Researchers at Princeton University introduce open-source processor called Piton.

A team of researchers at Princeton University have developed a 25-core open-source processor called Piton that can be stringed into a 200,000-core computer.

piton

The chip is designed to be flexible and quickly scalable. The 8,000 64-bit Piton chips will have to ensure the collection of cores are in sync when processing applications in parallel.

One Piton chip has 25 cores broken up into five lines, a topology often referred to as a mesh design. Each core operates at 1GHz, and multiple chips can be arranged in a chain system through a “bridge” that sits on top of the chip structure. Additionally, the bridge links the chip to DRAM and storage.

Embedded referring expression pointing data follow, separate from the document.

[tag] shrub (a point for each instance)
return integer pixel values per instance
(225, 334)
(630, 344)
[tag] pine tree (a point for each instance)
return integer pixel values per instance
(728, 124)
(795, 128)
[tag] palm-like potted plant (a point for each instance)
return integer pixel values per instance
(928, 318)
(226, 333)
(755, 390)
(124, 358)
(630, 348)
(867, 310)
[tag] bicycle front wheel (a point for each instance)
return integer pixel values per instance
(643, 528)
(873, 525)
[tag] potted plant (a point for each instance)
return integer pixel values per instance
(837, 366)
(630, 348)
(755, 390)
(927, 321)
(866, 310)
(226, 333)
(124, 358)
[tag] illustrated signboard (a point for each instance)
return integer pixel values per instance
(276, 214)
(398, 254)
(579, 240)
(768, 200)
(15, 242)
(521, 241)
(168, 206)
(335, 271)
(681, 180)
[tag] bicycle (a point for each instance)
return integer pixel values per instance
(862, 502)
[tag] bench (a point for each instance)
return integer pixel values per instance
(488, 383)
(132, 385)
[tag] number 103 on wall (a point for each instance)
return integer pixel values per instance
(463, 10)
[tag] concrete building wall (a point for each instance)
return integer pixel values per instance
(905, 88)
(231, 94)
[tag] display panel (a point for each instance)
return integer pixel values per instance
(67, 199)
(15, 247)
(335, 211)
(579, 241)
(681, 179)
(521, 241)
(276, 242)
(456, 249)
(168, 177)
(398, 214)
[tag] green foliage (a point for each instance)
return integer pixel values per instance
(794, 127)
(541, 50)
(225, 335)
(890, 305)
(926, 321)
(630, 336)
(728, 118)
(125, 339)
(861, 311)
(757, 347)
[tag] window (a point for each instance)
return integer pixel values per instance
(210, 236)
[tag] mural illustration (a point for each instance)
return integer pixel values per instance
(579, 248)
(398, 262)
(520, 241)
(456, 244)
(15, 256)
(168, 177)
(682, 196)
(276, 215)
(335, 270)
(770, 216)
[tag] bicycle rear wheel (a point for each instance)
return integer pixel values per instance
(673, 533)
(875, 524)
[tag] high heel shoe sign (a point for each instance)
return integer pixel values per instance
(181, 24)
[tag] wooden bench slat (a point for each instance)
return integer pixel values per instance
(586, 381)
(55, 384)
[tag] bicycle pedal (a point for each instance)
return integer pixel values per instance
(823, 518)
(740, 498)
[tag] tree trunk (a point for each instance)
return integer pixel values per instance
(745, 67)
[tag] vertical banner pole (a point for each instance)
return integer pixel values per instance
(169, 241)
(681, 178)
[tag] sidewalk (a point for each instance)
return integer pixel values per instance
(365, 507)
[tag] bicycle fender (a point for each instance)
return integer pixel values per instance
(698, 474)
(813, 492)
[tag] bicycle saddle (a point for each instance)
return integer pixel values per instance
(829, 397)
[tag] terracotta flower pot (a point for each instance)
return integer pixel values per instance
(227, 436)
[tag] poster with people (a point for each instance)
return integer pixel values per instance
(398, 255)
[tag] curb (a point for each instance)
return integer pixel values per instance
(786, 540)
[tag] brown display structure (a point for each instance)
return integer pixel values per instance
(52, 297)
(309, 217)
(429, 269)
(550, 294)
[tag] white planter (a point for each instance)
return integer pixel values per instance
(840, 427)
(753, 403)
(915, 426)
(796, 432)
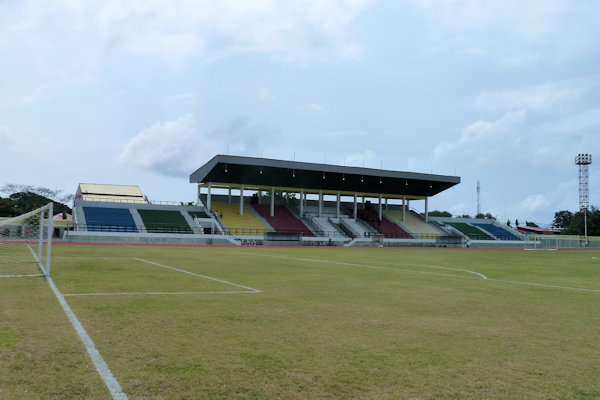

While the mesh design isn’t new, Piton is unique because it has a distributed cache and unidirectional links that can pull all cores together in a large server, sharing memory. Each core has 64KB of L2 cache, with a total of 1.6MB for the chip. A mini-router in each core guarantees fast communication with other cores. Each core also has a floating point unit, primarily for large-scale parallel computing.

The primary goal when designing Piton was to create a chip capable of being used in large data centers that handle social networking requests, search, and cloud services. The response time in social networking and search services is tied to the horsepower of servers in data centers.

Piton is a rare open-source processor based on the OpenSparc design, a modified version of Oracle’s OpenSparc T1 processor. SPARC is the architecture used by Oracle in its high-end servers designated for databases. 

The researchers noted that Piton is the largest chip in academia with 460 million transistors.